Ensemble, ils remontèrent donc à l'étage supérieur où les autres avaient diné et étaient à toujours enfermés. Thorin fut des plus soulagé lorsqu'il les vit tous être libérés par son fameux cambrioleur, qui avait su se faufiler chez des elfes et qui les avait sauvés des griffes de Thranduil et qui avait sauvé leur quête. S'ils avaient attendu pour que ce roi cupide -aux yeux de Thorin- jamais ils n'auraient pu arriver à la montagne pour le jour de Durin. Ainsi, toute la petite compagnie réunifiée se mit à suivre Bilbon qui avait entreprit de redescendre pour avoir accès à la rivière. Les nains étaient toujours aussi bruyants, comme le hobbit s'y attendait, et il devait avouer sursauter chaque fois que l'un d'eux posait son pied trop lourdement sur le sol de bois. Mais enfin, ils arrivèrent aux caves, où le sommelier accompagné du garde dormait allongé sur la table. Ils leurs passèrent donc sous le nez, lui rendirent les clefs et regardèrent avec attention autour d'eux. C'est alors que Bilbon se dirigea vers une descente dérobée, il s'agissait d'une grande trappe de parquet qui était activée par un levier non loin. Au-dessus de cette trappe attendaient quelques tonneaux qui devaient être envoyés dans la rivière jusqu'à la ville du lac. Les elfes et les hommes commerçaient souvent, et subvenaient les uns les autres à leurs besoins. Le lac faisait parvenir poisson, glace, lait, et viande de bétail tandis que les elfes faisaient circuler fruits, vin, armes, et parfois quelques bijoux manufacturés. Bilbon précipita alors les nains dans différents tonneaux, certains parmis des pommes et d'autres au milieu de viande séchée, avant de bien refermer les tonneaux. Ils ne devaient pas être vus.
Il termina par enfermer Thorin et il lui sourit :
« Je reviendrais vous sortir de ces tonneaux. Je vais vous précipiter dans la rivière, c'est la seule sortie, alors pardonnez moi d'avance pour les courbatures. »
Thorin eut un sourire doux et sincère.
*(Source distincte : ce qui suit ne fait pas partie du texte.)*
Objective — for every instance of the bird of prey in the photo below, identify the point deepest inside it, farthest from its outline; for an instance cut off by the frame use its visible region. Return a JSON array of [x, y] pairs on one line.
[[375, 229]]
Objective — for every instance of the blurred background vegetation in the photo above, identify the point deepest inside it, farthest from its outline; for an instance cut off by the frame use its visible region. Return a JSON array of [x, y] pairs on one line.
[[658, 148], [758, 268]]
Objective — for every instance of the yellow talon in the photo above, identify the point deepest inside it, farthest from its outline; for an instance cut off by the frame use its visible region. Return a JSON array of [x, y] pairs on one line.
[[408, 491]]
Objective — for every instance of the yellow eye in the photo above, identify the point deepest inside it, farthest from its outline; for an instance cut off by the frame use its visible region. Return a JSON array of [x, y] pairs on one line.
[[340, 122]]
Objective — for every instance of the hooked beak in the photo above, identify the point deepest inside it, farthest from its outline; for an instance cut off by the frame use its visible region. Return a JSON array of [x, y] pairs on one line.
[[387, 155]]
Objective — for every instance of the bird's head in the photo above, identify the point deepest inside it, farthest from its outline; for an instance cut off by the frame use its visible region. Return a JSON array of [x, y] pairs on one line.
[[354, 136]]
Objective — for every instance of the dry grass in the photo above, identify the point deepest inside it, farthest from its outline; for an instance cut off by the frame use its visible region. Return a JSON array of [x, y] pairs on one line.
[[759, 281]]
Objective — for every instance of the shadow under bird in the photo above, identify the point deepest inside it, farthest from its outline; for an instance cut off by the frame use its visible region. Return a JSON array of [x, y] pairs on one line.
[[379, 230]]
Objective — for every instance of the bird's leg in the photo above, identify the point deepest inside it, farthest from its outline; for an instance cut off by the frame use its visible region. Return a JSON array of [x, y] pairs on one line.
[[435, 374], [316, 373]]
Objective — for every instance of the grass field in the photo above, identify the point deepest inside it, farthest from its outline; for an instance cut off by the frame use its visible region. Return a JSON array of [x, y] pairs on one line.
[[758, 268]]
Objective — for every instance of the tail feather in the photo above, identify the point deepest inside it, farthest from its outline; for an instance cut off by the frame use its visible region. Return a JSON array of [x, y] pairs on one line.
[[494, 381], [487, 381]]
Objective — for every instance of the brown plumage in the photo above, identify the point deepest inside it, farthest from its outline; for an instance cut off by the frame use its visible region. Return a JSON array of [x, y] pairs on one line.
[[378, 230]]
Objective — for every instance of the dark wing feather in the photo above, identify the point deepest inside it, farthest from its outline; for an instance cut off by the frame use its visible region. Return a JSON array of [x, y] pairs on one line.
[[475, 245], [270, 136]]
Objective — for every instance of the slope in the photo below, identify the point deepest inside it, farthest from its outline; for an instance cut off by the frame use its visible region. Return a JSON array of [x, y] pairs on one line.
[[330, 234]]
Il observa rapidement les tonneaux déjà refermés et après un regard tendre il caressa -un peu violemment, un peu à sa manière- le petit menton de pointe du petit bilbon. « Je mettrais ma vie entre vos mains sans hésiter maître cambrioleur, vos idées sont toujours les bienvenues. »
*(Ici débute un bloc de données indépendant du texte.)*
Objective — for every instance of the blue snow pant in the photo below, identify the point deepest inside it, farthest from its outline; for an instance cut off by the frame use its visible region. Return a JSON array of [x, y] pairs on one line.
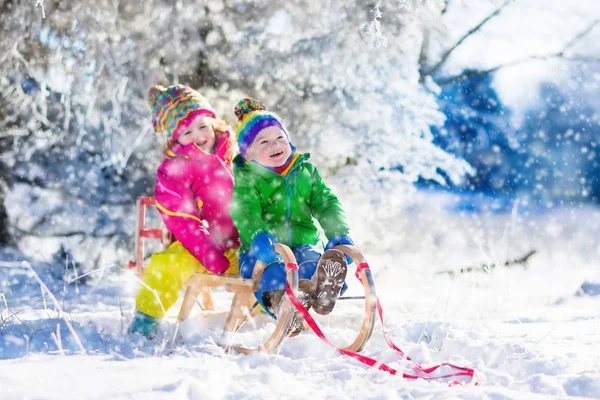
[[273, 277]]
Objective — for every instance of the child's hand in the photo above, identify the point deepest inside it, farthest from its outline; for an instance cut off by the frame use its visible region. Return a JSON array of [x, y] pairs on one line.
[[262, 247], [340, 239]]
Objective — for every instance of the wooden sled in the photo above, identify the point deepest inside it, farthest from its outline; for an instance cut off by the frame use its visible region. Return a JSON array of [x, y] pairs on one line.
[[198, 287]]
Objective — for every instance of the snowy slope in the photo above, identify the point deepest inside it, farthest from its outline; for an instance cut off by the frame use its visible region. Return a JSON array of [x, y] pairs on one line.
[[527, 331]]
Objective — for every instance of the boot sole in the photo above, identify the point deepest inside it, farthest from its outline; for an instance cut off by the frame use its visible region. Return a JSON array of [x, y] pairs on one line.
[[331, 274]]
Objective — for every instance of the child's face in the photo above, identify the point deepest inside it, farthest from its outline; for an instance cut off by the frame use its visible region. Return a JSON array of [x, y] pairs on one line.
[[270, 148], [200, 132]]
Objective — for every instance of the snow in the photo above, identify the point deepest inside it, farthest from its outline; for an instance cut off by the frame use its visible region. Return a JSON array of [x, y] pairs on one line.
[[523, 29], [529, 332]]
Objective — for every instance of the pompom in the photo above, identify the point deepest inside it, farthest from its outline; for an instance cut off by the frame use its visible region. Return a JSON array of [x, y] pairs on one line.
[[153, 94], [246, 106]]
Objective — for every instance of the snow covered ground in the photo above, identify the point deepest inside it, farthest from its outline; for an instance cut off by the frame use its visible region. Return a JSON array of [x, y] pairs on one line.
[[530, 333]]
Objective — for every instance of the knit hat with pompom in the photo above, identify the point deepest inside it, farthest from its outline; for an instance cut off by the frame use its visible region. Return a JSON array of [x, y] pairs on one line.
[[175, 107], [253, 117]]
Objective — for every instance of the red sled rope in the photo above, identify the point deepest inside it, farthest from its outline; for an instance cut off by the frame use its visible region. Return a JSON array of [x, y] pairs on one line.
[[420, 372]]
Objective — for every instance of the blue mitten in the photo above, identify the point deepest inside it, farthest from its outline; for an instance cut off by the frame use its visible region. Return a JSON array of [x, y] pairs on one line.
[[340, 239], [262, 247]]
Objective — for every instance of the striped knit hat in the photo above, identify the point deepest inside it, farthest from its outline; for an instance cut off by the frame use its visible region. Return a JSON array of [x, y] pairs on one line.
[[253, 117], [175, 107]]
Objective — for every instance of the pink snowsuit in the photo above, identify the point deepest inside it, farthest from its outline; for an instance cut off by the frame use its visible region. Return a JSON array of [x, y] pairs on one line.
[[193, 194]]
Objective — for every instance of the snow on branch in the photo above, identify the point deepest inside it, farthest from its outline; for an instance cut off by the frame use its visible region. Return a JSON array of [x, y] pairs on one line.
[[440, 63], [40, 3], [373, 28], [559, 54]]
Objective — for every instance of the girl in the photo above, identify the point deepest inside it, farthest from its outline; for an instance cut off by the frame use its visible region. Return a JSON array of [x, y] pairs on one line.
[[193, 195], [277, 196]]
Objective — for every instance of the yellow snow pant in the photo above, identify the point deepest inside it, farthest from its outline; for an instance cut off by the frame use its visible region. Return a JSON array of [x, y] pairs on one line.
[[166, 275]]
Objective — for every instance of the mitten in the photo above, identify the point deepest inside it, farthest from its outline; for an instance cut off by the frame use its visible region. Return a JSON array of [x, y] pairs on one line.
[[262, 247], [340, 239]]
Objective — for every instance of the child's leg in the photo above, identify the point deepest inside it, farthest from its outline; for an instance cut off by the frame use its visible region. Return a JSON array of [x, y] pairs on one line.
[[307, 257], [272, 281], [166, 275], [330, 280]]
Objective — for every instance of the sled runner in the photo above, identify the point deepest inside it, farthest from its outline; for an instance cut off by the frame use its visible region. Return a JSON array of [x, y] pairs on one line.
[[244, 306]]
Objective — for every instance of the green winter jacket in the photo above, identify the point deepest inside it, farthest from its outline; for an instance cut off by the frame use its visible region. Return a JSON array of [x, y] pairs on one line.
[[284, 206]]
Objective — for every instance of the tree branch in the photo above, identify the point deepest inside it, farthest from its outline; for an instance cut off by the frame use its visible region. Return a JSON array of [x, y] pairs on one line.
[[559, 54], [486, 268], [440, 63]]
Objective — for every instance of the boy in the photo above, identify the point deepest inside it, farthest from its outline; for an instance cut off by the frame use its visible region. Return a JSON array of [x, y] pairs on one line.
[[276, 195]]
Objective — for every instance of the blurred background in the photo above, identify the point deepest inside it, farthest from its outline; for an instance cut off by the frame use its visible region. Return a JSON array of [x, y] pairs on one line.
[[398, 101]]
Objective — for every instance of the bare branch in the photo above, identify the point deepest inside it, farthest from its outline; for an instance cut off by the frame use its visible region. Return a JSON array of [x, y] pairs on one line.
[[440, 63], [487, 267], [560, 54]]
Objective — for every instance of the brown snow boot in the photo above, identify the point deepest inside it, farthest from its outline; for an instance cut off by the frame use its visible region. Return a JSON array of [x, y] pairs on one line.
[[306, 294], [330, 277]]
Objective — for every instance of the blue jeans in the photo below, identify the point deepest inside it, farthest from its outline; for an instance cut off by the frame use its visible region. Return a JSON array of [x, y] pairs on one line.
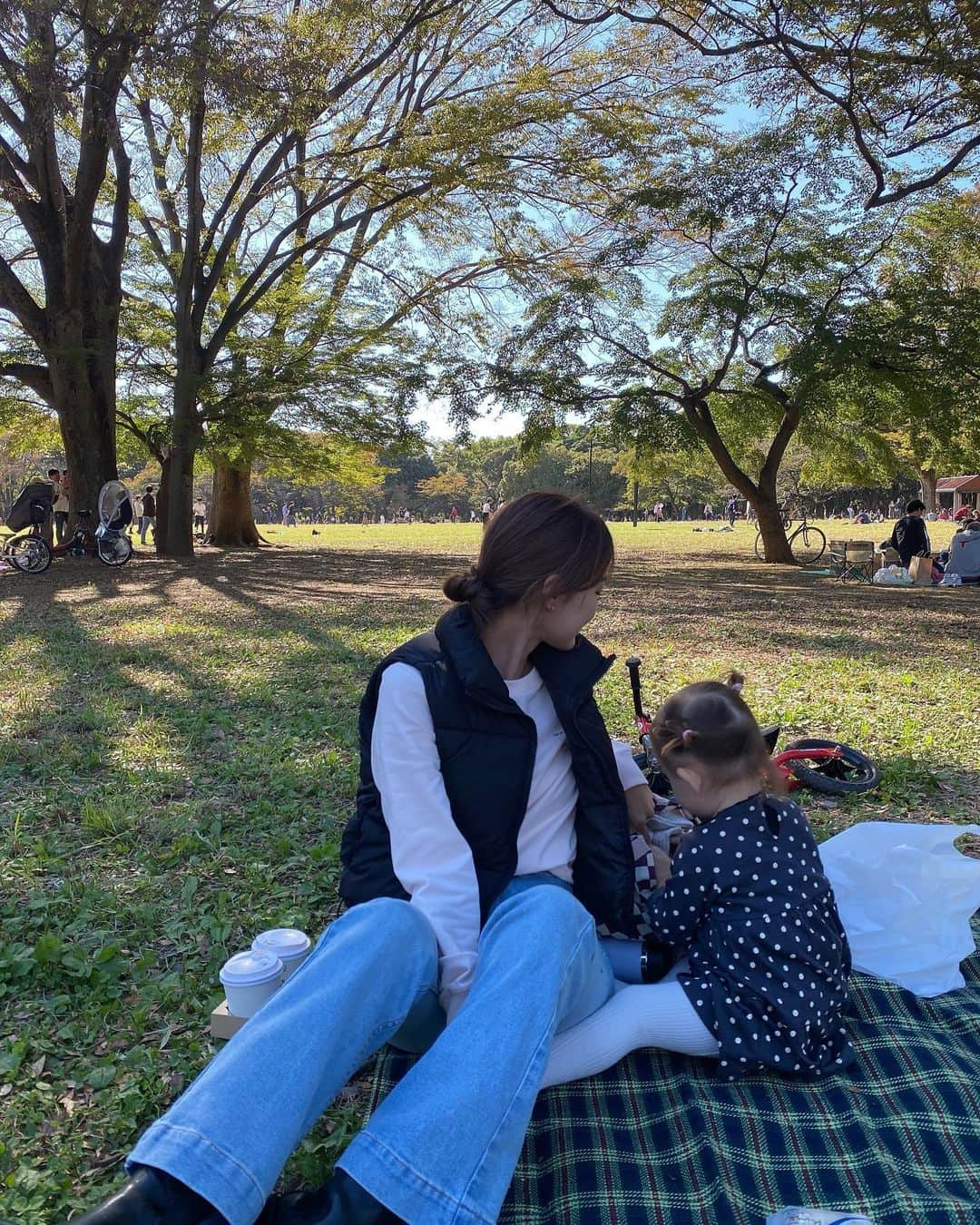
[[373, 974]]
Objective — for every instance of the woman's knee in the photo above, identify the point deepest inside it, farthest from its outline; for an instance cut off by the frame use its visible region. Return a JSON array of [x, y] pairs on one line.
[[546, 909], [394, 927]]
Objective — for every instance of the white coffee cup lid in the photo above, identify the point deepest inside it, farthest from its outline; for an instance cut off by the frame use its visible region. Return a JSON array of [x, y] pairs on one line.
[[284, 942], [250, 968]]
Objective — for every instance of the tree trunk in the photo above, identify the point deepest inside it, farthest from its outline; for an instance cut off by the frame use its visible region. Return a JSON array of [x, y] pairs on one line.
[[84, 401], [928, 479], [770, 525], [163, 494], [231, 524], [177, 512], [762, 495]]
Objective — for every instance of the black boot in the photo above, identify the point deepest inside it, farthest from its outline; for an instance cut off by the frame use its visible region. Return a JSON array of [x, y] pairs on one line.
[[339, 1202], [151, 1197]]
Bilbon, encore perturbé, aida son chef de compagnie à entrer dans le dernier tonneau qu'il referma. Enfin, il enfila son anneau et tourna en rond. Comment les précipiter dans la rivière à présent ? c'est alors qu'il entendit quelques bruits de pas se diriger vers la cave, ils e cacha alors derrière le tonneau de Thorin et s'y accrocha bien. Il vit alors deux gardes approcher et ils se mirent à rire à gorge déployée.
« Quels ivrognes ! les voilà pleins comme des barriques ! des vrais tonneaux ! » dit l'un.
« Oh, parlant de Tonneaux, ne devrions-nous pas envoyer ceux-ci à la ville du Lac ? Thranduil avait demandé à ce que ce soit fait ce matin déjà... » lui répondit l'autre.
La chance était avec eux car la paresse des elfes leur avait donné un ticket de sortie. Vous voyez, dans cette histoire, nous avons tendance à penser que cette petite troupe eu bien de la chance, mais en fait, disons plutôt que les cieux, et les ancêtres étaient derrière eux.
Ainsi, les elfes ouvrirent la trappe et les tonneaux dégringolèrent dans la rivière glacée. Ils passèrent dans des grands tunnels de pierre creusés sous le royaume qui débouchèrent finalement sur une grande rivière au lit large. Là, on vit les elfes ouvrir de grandes herses en chantant, laissant les nombreux tonneaux courir au fil de l'eau. Rapidement ils furent rattrapés par des elfes qui, plus loin sur la rivière, après que Bilbon ait dû monter un tonneau vide pour pouvoir rester à la surface, armés de grandes perches étaient venus récupérer les tonneaux.
Bilbon les avait sorti de chez Thranduil, et Thorin, malgré sa position inconfortable, ne pouvait céder à la colère, à la rancœur ou à la bougonnerie, il était trop heureux d'avoir revu ce petit hobbit et que celui-ci se soit montré si utile, si clairvoyant.